President Miguel Díaz-Canel has warned Cubans that the nation’s power grid is deeply unstable and that thing are likely to get worse.
In response, the government has installed solar panels on neighborhood health clinics and nursing homes, as well as the homes of 120 sick children who require access to air-conditioning. The government said it has also given solar panels to 10,000 health and education workers so they can work remotely.
But new challenges are cropping up across the island. Taps are running dry because water pumps depend on the failing power grid. Sanitation is getting worse. And food is becoming harder to find, according to the top United Nations official in Cuba.
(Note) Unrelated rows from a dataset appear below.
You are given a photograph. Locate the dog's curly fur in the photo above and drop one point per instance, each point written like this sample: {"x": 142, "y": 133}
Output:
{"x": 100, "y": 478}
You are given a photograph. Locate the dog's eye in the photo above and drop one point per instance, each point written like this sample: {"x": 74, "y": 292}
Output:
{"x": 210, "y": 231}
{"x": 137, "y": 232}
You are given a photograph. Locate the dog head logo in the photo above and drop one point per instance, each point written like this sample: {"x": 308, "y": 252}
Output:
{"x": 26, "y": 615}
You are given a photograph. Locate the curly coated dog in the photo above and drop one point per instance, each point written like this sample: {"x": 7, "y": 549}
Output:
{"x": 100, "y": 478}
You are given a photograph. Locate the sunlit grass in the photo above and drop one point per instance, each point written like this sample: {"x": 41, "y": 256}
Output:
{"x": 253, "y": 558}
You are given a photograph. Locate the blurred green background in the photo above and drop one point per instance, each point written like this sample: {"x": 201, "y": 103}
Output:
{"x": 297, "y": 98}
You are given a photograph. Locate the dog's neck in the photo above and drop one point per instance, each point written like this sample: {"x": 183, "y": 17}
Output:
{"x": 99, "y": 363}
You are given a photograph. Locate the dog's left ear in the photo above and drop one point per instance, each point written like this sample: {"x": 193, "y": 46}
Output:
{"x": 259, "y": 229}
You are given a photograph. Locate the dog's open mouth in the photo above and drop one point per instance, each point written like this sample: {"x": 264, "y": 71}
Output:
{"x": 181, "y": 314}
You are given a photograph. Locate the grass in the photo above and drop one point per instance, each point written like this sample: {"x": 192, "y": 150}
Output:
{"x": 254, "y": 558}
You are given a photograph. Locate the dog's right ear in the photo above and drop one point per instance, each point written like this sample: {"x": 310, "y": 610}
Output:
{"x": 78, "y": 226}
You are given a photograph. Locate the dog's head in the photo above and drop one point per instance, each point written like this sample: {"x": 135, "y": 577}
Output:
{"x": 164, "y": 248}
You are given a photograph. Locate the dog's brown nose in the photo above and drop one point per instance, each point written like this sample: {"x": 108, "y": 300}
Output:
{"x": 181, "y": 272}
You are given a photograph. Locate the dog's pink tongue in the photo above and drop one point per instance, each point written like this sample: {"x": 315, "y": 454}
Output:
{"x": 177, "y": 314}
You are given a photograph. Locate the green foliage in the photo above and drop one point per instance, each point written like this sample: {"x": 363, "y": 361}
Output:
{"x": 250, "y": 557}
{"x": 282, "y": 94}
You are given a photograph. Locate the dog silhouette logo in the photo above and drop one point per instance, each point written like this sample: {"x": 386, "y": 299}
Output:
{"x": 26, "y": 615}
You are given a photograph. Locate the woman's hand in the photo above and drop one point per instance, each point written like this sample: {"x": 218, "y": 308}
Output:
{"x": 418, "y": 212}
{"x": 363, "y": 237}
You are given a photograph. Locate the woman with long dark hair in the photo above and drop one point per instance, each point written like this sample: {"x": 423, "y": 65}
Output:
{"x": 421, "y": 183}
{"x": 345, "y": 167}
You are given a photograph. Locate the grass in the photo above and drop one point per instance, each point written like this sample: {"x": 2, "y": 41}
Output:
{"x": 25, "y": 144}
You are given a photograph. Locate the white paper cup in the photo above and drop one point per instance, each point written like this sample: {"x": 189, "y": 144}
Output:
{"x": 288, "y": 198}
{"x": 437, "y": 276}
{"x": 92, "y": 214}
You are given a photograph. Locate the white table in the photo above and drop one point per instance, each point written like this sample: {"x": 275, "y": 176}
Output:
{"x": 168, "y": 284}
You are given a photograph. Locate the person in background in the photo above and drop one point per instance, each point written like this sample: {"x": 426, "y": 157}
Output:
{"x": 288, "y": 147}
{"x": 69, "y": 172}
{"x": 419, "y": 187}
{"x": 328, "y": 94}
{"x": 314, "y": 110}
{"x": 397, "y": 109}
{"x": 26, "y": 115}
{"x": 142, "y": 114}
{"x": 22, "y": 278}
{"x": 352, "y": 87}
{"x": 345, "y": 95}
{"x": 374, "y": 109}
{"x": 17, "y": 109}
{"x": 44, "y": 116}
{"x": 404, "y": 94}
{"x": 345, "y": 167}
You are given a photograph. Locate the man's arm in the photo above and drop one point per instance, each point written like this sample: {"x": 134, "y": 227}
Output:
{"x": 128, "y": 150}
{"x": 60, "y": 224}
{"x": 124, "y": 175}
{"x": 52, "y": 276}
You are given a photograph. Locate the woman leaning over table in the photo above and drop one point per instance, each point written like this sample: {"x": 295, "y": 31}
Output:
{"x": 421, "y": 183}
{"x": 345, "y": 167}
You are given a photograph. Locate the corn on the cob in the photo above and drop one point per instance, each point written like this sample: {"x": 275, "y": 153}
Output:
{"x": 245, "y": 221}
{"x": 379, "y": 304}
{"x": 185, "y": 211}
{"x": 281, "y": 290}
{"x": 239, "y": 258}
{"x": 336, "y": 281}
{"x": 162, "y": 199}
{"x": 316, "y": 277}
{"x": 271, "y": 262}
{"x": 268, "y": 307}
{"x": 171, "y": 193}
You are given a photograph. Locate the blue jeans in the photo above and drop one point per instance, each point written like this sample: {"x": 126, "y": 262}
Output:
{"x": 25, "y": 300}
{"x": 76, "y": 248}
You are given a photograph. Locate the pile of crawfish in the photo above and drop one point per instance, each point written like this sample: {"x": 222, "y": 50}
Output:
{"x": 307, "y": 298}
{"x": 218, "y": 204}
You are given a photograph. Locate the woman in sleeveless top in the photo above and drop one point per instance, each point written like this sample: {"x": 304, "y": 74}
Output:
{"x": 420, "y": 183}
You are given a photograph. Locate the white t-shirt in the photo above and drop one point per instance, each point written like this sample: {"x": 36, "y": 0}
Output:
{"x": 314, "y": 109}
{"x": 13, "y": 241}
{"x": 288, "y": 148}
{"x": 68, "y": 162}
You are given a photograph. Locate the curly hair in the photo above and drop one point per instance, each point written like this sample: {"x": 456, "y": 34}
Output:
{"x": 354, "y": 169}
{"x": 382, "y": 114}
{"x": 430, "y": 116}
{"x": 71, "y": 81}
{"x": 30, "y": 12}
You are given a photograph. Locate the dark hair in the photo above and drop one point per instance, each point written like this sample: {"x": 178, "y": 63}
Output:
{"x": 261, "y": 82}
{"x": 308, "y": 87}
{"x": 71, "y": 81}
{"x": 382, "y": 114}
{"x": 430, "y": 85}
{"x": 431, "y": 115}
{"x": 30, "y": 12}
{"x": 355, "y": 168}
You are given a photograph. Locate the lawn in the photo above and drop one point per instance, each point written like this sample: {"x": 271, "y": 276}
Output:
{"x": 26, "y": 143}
One hallmark of the Cuban health care system was regular packages of food, supplements and medicine for new mothers and infants. As a result, until the pandemic, Cuba had one of the lowest rates of child malnutrition in the region, according to UNICEF.
Cuban mothers and their doctors said those monthly deliveries have been arriving smaller and far less frequently. Dr. Roxana Martínez Rodríguez, a community doctor in one Havana neighborhood, said this year her patients haven’t received any milk or supplements like folic acid, which the state once provided regularly. That is occurring as overall food prices have shot up since January, another result of the soaring cost of fuel.
“A salary is barely enough for breakfast,” Dr. Martínez Rodríguez said. “It’s a luxury to buy a cabbage.”
She said she was seeing more malnourished infants as a result.
Dr. Martínez Rodríguez said her patient load has doubled in recent years, to 1,930 patients, because many doctors and nurses have quit the health system for higher salaries in the growing private sector, while others have left the island. The remaining health workers are exhausted, especially since they must deal with the same daily challenges of life as their roughly 10 million fellow Cubans.
“We have the same blackouts as the rest of the population, we face the same shortages,” she said. “And whether you want it to or not, it’s going to affect you.”